Editor’s Note: This article first appeared in the Summer 2011 issue of Xcell Journal (which became available just a couple of days ago as I pen these words), and is reproduced here with the kind permission of Xilinx. Actually this is a little strange, because yours truly was actually the author of this article (it’s a funny old world sometimes).
The last time I was on the receiving end of formal education was deep in the mists of time (circa the end of the 1970s). My final project for my control engineering degree was a digital controller that could display color text and “chunky graphics” on a cathode-ray tube. The entire design was implemented using cheap-and-cheerful 74-series TTL chips, each of which contained only a few simple logic gates or registers.
We didn’t have computer-aided tools like schematic-capture systems or logic simulators (the programs I wrote for my computer class were entered on a teleprinter and stored on punched cards). So my design was captured as a gate-level schematic using pencil and paper; any proof-of-concept, testing and debug took place after I’d soldered everything together.
Not surprisingly, I didn’t have the luxury of evaluating different architectural scenarios to see which would give me the best results. I just opted for an architecture I thought could “do the job” and I remember breathing a deep sigh of relief when my controller finally displayed a “Hello Max” message on the screen.
Today’s chips, by contrast, offer designers mind-boggling logic capacities and resources to solve their problems. Along with design size, however, comes complexity, which is making it harder and harder to meet cost goals and performance, power and area specifications.
Decisions made early in the design cycle have the most impact with regard to all aspects of the final chip. For example, industry analyst Gary Smith (GarySmithEDA.com) estimates that 80 percent of a product’s cost is determined during the first 20 percent of its development cycle. This means that it is absolutely imperative to select the optimum hardware architecture as early as possible in the development process.
But how can you teach this sort of thing to engineering students? With so much groundwork to be laid in the foundations of electrical engineering, and with limited time, universities historically haven’t been able to focus on teaching architecture to the depth that is now required. A master’s-level complex digital design course at MIT is trying to change all that.

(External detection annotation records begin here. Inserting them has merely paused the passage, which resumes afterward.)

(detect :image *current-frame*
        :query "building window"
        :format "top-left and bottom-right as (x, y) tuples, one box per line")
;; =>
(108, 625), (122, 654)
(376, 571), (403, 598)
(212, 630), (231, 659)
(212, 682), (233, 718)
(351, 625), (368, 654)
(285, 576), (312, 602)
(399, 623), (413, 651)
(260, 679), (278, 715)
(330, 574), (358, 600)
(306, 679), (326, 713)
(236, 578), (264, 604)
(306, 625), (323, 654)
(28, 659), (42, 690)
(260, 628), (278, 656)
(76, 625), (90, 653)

By leveraging the combination of FPGAs (through the Xilinx University Program) and real-world electronic system-level (ESL) design, which supports architectural exploration at higher levels of hardware abstraction, students are accomplishing in weeks what would have required an entire school year, or more, of study in the past.
Welcome to 6.375
I recently heard about a course called 6.375 at the Massachusetts Institute of Technology (MIT). It seems this course is changing the playing field when it comes to teaching digital design. In particular, a key focus of 6.375 is the use of architectural exploration to home in on optimal designs. The thing that really intrigued me is that the course is a mere 13 weeks long, of which the students have only six weeks to design, implement and verify their final projects. But these projects are of a complexity that would bring grizzled, practicing engineers to their knees, so how can this be possible?
First I bounced over to the MIT website, where I read: “6.375 is a project-oriented subject teaching a new method for designing multimillion-gate hardware designs using high-level synthesis tools in conjunction with standard commercial EDA tools. The emphasis is on modular and robust designs; reusable modules; correctness by construction; architectural exploration; meeting area and timing constraints; and developing functional FPGA prototypes. This subject relies on high-level architectural knowledge and programming expertise rather than knowledge of low-level circuit design.”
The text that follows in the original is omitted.